Question

Three flat mirrors are arranged mutually perpendicular to each other. The number of distinct images that will be formed due to a point object is?
 ${\text{A}}{\text{. }}6$
 ${\text{B}}{\text{. }}7$
 ${\text{C}}{\text{. }}12$
 ${\text{D}}{\text{. }}$ None of these.

Answer 1

Hint:
-The mirrors should be placed like two of them are mutually perpendicular along the sides and the third one is on the top maintaining the right angle with the twos.
-Use the formula of the number of images created if two plane mirrors are at a certain angle.
-When you get the number of images for two mirrors, mind that each of them creates images on the third mirror.
-Since the third mirror is at the top, the one image for the object is also created over there.

Formula used:
The number of images created by consecutive reflection by two mirrors that are placed at an angle $\theta $ is,
$n = \dfrac{{{{360}^0}}}{\theta } - 1$.

Complete step by step answer:
The mirrors are arranged mutually perpendicular to each other. So we can place two of them along the sides at the right angle and the third one is placed on top of the two mirrors maintaining the angle with each of the two mirrors.

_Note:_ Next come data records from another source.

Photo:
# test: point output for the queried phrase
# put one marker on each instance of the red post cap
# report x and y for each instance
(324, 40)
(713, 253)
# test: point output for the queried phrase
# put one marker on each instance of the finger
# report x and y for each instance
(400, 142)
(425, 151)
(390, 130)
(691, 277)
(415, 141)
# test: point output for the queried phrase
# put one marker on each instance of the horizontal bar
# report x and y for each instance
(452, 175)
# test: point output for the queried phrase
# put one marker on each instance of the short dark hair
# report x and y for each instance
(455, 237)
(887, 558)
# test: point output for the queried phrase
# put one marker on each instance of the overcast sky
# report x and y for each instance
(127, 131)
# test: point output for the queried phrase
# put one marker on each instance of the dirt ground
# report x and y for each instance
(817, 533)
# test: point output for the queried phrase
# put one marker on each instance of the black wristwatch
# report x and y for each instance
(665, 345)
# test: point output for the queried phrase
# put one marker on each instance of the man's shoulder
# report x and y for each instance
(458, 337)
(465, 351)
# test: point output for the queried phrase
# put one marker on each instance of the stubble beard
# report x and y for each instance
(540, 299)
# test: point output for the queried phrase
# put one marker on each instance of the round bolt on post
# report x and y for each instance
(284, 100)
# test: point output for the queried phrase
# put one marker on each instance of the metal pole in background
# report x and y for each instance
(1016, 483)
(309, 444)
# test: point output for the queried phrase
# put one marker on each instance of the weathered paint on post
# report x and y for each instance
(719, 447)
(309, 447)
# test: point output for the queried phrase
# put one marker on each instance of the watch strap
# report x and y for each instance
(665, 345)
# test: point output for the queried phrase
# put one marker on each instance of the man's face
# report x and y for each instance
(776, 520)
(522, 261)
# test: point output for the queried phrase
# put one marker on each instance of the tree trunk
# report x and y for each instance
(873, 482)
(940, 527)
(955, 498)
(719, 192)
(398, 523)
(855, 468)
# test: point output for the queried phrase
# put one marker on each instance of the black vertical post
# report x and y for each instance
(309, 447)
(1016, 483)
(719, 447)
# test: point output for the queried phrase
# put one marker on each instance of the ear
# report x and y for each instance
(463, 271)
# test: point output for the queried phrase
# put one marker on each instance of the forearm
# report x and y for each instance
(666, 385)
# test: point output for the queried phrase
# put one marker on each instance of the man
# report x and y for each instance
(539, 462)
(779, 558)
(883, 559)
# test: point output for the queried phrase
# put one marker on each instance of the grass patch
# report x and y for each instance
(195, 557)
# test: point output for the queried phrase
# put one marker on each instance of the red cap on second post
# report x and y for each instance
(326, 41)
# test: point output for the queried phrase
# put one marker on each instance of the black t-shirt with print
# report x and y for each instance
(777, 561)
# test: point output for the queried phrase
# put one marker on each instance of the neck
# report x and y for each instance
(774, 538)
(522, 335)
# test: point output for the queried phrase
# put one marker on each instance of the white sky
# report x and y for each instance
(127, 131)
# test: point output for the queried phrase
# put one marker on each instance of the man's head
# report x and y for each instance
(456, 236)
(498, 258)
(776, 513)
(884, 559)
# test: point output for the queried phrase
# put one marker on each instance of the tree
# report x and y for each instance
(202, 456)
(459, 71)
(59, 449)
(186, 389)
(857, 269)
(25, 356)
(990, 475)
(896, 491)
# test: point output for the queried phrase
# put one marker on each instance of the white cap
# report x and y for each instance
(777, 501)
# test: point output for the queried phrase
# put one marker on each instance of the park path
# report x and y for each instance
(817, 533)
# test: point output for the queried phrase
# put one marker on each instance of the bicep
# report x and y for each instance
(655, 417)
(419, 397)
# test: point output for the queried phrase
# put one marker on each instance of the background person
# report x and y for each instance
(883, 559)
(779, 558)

The arrangement is like the following diagram:

We know that if two mirrors are placed at an angle $\theta $, then the number of the image created by the consecutive reflections by the mirror will be calculated by the following formula,
$n = \dfrac{{{{360}^0}}}{\theta } - 1$, where $n$ = The number of images.
For the Mirror-1 and Mirror-2 the value of $\theta $ is ${90^ \circ }$ ,
Hence, $n = \dfrac{{{{360}^0}}}{{9{0^0}}} - 1$
$ \Rightarrow n = 4 - 1$
On subtracting we get,
$ \Rightarrow n = 3$
So the number of images for two mirrors along the sides is $3$.
These $3$ images will create other $3$ images at the Mirror-3 placed on the top.
So the total images will be $3 + 3 = 6$.
Since the object is placed in front of the Mirror-1 and Mirror-2, it will create an image on the Mirror-3 placed on the top.
So we can write it as,
The total number of images will be calculated as, $6 + 1 = 7$.
Hence, the right answer is in option \[\left( B \right)\]

Note:The number of the image created by the consecutive reflections by the mirror will be calculated by the following formula,
$n = \dfrac{{{{360}^0}}}{\theta } - 1$
Here If for a certain angle the value of $n$becomes a fraction number, we should take the next nearest whole number of it as the total number of the image.